We did not make this backward compatible as the fix is relatively simple and is one you would have done for any migration of your PO files.
Create a new set of POT files
moz2po -P mozilla pot
Migrate your old PO files
pomigrate2 old new pot
Fix all the fuzzy translations by editing your PO files
Use pofilter to check for escaping problems and fix them
pofilter -t escapes new new-check
Edit file in new-check in your PO editor
pomerge -t new -i new-check -o new-check
All filters are/have been migrate to a base class. This move is so that it is easier to add new format, interchange formats and to create converters. Thus xx2po and xx2xlf become easier to create. Also adding a new format should be as simple as working towards the API exposed in the base class. An unexpected side effect will be the Pootle should be able to work directly with any base class file (although that will not be the normal Pootle operation)
We have checks in place to ensure the the current operation remains correct. However, nothing is perfect and unfortunately the only way to really expose all bugs is to release this software.
If you discover a bug please report it on Bugzilla or on the Pootle mailing list. If you have the skills please check on HEAD to see if it is not already fixed and if you regard it as critical discuss on the mailing list backporting the fix (note some fixes will not be backported because they may be too invasive for the stable branch). If you are a developer please write a test to expose the bug and a fix if possible.

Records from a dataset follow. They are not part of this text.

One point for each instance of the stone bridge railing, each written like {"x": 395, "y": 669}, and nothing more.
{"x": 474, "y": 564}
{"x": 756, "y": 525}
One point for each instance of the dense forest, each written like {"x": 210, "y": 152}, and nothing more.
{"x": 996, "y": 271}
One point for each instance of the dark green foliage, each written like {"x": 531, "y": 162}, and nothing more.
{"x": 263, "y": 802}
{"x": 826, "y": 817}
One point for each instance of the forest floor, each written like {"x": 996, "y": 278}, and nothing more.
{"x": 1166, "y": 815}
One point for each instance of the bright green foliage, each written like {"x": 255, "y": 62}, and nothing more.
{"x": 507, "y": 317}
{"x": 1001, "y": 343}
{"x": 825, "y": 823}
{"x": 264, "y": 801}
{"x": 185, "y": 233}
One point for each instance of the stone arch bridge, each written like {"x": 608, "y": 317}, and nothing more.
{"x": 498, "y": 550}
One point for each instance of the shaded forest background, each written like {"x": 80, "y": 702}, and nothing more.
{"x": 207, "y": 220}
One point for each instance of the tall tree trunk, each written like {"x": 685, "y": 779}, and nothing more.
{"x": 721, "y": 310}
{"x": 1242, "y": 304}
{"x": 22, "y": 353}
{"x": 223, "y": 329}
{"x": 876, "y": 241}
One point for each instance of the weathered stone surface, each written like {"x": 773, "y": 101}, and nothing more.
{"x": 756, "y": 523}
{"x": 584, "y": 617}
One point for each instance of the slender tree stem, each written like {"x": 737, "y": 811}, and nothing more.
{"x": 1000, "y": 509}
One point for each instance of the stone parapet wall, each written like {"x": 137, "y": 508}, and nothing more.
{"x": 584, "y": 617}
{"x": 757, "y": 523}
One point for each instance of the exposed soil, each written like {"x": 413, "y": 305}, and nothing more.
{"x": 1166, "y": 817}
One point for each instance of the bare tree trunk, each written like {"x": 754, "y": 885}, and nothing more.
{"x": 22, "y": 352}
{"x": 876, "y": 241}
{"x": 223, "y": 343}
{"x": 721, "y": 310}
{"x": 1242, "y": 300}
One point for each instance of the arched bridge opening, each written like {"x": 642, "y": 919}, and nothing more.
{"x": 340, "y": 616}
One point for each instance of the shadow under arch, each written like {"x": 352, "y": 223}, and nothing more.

We added the --duplicatestyle option to allow duplicate messages to be merged, commented or simply appear in the PO unmerged. Initially we used the msgid_comments options as the default. This adds a KDE style comment to all affected messages which created a good balance allowing users to see duplicates in the PO file but still create a valid PO file.
‘msgid_comments’ was the default for 0.8 (FIXME check), however it seemed to create more confusion then it solved. Thus we have reverted to using ‘merge’ as the default (this then completely mimics Gettext behaviour).

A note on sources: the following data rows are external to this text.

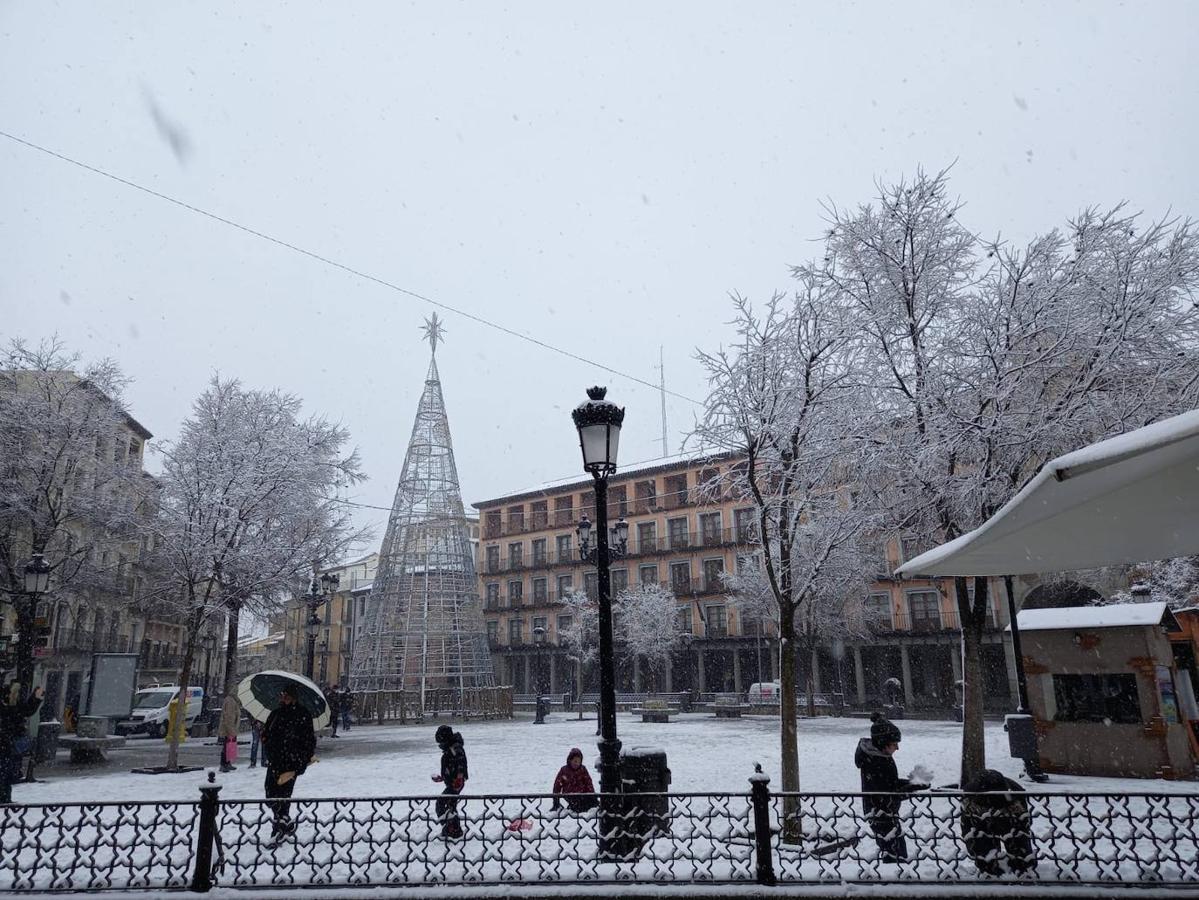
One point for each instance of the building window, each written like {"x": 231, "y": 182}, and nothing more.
{"x": 645, "y": 496}
{"x": 619, "y": 581}
{"x": 492, "y": 527}
{"x": 714, "y": 574}
{"x": 925, "y": 610}
{"x": 564, "y": 511}
{"x": 710, "y": 529}
{"x": 716, "y": 622}
{"x": 879, "y": 612}
{"x": 674, "y": 488}
{"x": 745, "y": 521}
{"x": 676, "y": 530}
{"x": 680, "y": 578}
{"x": 648, "y": 537}
{"x": 1096, "y": 698}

As Gettext will soon introduce the msgctxt attribute we may revert to using that to manage disambiguation messages instead of KDE comments. This we feel will put us back at a good balance of usefulness and usability. We will only release this when msgctxt version of the Gettext tools are released.
The main use of the .properties converter class is to translate Mozilla files, although .properties files are actually a Java standard. The old Mozilla way, and still the Java way, of working with .properties files is to escape any Unicode characters using the \uNNNN convention. Mozilla now allows you to use Unicode in UTF-8 encoding for these files. Thus in 0.9 of the Toolkit we now output UTF-8 encoded properties files. Bug 114 tracks the status of this and we hope to add a feature to prop2po to restore the correct Java convention as an option.